3. Beware of groupthink. Organizations want to have a culture that embodies their values and mirrors their norms. They want likeminded people working together to produce efficiently. But if you have too many people on the same page, you’ll have too many with the same ideas. Outliers and people who see things differently can help you get a better perspective on your goals and ideas.

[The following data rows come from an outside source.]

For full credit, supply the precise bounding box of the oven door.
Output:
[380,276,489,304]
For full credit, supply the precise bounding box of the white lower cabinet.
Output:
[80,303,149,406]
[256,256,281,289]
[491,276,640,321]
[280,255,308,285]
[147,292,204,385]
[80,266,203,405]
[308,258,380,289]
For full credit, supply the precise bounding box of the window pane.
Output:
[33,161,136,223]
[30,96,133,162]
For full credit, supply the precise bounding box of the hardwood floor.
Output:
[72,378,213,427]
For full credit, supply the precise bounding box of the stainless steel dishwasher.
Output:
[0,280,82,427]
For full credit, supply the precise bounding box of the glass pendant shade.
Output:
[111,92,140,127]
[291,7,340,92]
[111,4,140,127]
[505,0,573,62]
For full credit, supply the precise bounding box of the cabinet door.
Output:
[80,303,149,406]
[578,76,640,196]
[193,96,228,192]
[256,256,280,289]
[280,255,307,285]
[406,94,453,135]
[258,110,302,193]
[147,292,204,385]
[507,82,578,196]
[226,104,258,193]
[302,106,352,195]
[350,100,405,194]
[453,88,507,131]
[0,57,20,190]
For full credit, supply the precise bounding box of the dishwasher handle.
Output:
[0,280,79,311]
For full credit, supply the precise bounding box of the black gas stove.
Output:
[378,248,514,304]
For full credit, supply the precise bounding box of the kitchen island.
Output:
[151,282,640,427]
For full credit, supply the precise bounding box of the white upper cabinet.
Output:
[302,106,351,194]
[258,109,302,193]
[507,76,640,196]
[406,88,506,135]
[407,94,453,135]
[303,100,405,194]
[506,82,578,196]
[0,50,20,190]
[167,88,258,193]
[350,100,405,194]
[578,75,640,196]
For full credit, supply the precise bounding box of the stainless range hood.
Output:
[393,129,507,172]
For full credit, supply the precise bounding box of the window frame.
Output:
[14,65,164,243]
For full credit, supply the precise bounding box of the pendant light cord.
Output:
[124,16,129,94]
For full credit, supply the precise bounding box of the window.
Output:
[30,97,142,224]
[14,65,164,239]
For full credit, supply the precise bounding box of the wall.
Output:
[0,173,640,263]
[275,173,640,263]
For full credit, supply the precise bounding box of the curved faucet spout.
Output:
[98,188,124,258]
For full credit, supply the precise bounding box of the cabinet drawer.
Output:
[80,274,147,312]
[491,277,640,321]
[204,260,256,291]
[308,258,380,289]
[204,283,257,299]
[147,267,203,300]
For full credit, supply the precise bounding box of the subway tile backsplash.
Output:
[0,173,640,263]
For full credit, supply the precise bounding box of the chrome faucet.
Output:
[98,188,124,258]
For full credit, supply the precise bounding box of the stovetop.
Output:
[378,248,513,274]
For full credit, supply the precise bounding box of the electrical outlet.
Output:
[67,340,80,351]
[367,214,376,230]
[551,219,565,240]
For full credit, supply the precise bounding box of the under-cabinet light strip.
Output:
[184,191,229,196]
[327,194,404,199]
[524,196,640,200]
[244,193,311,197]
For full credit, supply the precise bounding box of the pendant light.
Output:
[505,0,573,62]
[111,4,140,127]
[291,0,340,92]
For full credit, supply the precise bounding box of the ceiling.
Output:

4. Listen to your team. Captain Ahab was deaf to his crew. He didn’t hear what they wanted. He only promised them gold if they found his white whale. It was incentive enough, but as the journey grew perilous, Captain Ahab wasn’t able to heed the warnings from his crew. He stayed focused on his goal and met his maker.
5. Take note of the failures of others. Ahab was fully aware of the harm that Moby Dick could cause. Two sister whaling ships had fatal encounters with the whale, but this did not stop Ahab from carrying on with his dangerous quest. Ahab could not view his goal and weigh the risks with clarity. He wanted to harpoon Moby Dick, but never considered that the whale would drag him down. Not learning from the experience of others is a common trap of the Ahab syndrome.
6. Remember there’s always another white whale. There will always be another opportunity, another goal or target to shoot for, and always something to work toward. In the final analysis there is always another whale, so don’t waste all your resources and deplete your political and pyschological capital on an obsessive dream or goal.